Durante a manhã desta sexta-feira (20), em coletiva na Cúria Metropolitana de Campo Grande, o Arcebispo da Arquidiocese da Capital, Dom Dimas Lara Barbosa, repassou o lançamento do próximo ano jubilar junto dos padres, Wellington José de Castro; Gabriel da Silva Gonçalves e do seminarista, Maurício Silva de Andrade. 

Como bem esclarece Dom Dimas sobre o termo de origem bíblica, considerado que Jesus tenha nascido no ano um de nossa era, esse “jubileu” ou grande alegria, aconteciam em datas espaçadas, sendo inicialmente a 200 anos, sendo encurtada para 100; 50 e, nos últimos tempos, a cada 25 anos. 

“Estaremos completando 2025 anos do nascimento de Jesus. No ano que vem, nós teremos duas grandes celebrações: o jubileu da encarnação, mas no ano que vem, nós estaremos comemorando também 1.700 anos do Concílio de Niceia”. 

Segundo o Arcebispo, esse dito concílio, o primeiro da igreja católica, acontecido em 325 depois de Cristo, vai cunhar uma expressão que, até hoje, a gente reza quando professa o credo mais domo da igreja, quando se diz que: "Ele é Deus de Deus, luz da luz, Deus verdadeiro de Deus verdadeiro, gerado, não criado, consubstancial, por ele todas as coisas foram feitas”.

“Então, a partir daquele momento, a igreja usando uma linguagem que não era bíblica, ela lançou os fundamentos da fé bíblica de todos os tempos”, complementa Dom Dimas. 

Cruzes históricas

Assessor Eclesiástico dos Servidores do Santo Altar, dos populares coroinhas, o Padre Gabriel da Silva Gonçalves explica que foi pedido por parte do Papa Francisco que uma cruz histórica fosse colocada em peregrinação. 

"Nós temos uma na paróquia São José, que estava no altar e foi usada quando o Papa João Paulo II veio a Campo Grande. Ela sairá da Paróquia São José e será carregada pelos fiéis até a igreja catedral, lembrando o sinal da nossa redenção".

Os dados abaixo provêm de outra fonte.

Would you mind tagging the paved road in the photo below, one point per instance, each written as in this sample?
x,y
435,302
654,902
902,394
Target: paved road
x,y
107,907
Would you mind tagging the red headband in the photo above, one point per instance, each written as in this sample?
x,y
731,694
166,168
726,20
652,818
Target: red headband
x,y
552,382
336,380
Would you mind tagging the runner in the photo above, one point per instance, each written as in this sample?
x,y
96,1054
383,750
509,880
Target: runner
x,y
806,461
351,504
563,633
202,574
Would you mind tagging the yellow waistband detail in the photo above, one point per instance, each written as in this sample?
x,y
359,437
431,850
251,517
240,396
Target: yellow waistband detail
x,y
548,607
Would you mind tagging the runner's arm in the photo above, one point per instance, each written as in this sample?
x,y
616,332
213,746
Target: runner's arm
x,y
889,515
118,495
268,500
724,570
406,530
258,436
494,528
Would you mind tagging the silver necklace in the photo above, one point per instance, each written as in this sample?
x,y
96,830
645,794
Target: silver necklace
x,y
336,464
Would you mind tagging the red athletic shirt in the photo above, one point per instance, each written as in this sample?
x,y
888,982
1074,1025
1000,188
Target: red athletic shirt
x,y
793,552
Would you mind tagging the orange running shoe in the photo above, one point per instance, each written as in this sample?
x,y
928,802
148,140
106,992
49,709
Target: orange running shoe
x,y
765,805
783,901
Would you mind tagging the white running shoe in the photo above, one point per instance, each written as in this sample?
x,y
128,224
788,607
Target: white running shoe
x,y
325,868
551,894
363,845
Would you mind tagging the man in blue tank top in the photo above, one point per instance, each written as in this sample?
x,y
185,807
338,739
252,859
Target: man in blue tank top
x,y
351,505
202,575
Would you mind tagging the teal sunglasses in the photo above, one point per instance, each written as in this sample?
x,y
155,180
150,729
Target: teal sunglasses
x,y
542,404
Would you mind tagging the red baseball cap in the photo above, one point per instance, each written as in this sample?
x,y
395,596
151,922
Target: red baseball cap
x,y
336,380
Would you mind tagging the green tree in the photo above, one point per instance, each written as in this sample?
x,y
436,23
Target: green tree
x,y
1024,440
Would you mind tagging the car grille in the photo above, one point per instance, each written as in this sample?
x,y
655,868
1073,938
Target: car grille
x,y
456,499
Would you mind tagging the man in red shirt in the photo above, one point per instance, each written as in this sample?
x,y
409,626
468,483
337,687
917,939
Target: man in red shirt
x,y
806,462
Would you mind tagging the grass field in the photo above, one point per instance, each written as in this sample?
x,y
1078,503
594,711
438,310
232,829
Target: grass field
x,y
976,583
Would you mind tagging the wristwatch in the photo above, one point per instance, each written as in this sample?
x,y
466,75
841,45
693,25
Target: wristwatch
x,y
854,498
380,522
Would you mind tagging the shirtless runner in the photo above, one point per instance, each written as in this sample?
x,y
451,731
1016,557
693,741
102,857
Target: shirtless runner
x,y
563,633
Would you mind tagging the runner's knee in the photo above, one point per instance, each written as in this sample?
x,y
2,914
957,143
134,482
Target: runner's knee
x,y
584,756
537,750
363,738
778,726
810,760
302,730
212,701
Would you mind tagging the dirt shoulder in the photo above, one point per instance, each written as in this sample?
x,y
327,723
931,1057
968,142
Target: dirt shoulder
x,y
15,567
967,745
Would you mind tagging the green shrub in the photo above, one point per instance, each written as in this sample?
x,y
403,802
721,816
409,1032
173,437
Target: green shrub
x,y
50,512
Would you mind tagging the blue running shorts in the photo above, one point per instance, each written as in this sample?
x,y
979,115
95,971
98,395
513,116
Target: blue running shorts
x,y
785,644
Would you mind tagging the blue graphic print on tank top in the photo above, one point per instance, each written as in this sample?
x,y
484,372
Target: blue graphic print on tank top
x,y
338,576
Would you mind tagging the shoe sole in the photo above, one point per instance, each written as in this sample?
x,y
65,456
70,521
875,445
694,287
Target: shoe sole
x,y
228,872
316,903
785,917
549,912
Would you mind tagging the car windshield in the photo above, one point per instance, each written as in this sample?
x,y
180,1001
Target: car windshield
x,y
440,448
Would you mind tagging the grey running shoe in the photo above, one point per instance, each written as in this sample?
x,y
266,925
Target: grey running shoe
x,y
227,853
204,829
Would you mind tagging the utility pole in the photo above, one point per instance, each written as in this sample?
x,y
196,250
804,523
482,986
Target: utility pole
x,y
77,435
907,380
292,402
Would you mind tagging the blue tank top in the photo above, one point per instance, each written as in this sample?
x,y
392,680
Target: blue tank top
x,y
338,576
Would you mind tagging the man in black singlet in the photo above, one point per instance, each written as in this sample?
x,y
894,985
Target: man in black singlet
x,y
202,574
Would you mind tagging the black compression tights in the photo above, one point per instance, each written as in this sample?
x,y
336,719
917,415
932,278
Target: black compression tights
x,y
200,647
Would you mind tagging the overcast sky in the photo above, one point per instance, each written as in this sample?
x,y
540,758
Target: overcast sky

Além dessa, ele cita que uma segunda cruz quase centenária, que está no santuário de Nossa Senhora do Perpétuo Socorro e chegou em 1940 em Campo Grande, também será uma cruz peregrina. 

"Como cada paróquia fará peregrinação, cada movimento pastoral, serviços tanto da igreja quanto da vida civil, esta cruz acompanhará também essas celebrações", ressalta. 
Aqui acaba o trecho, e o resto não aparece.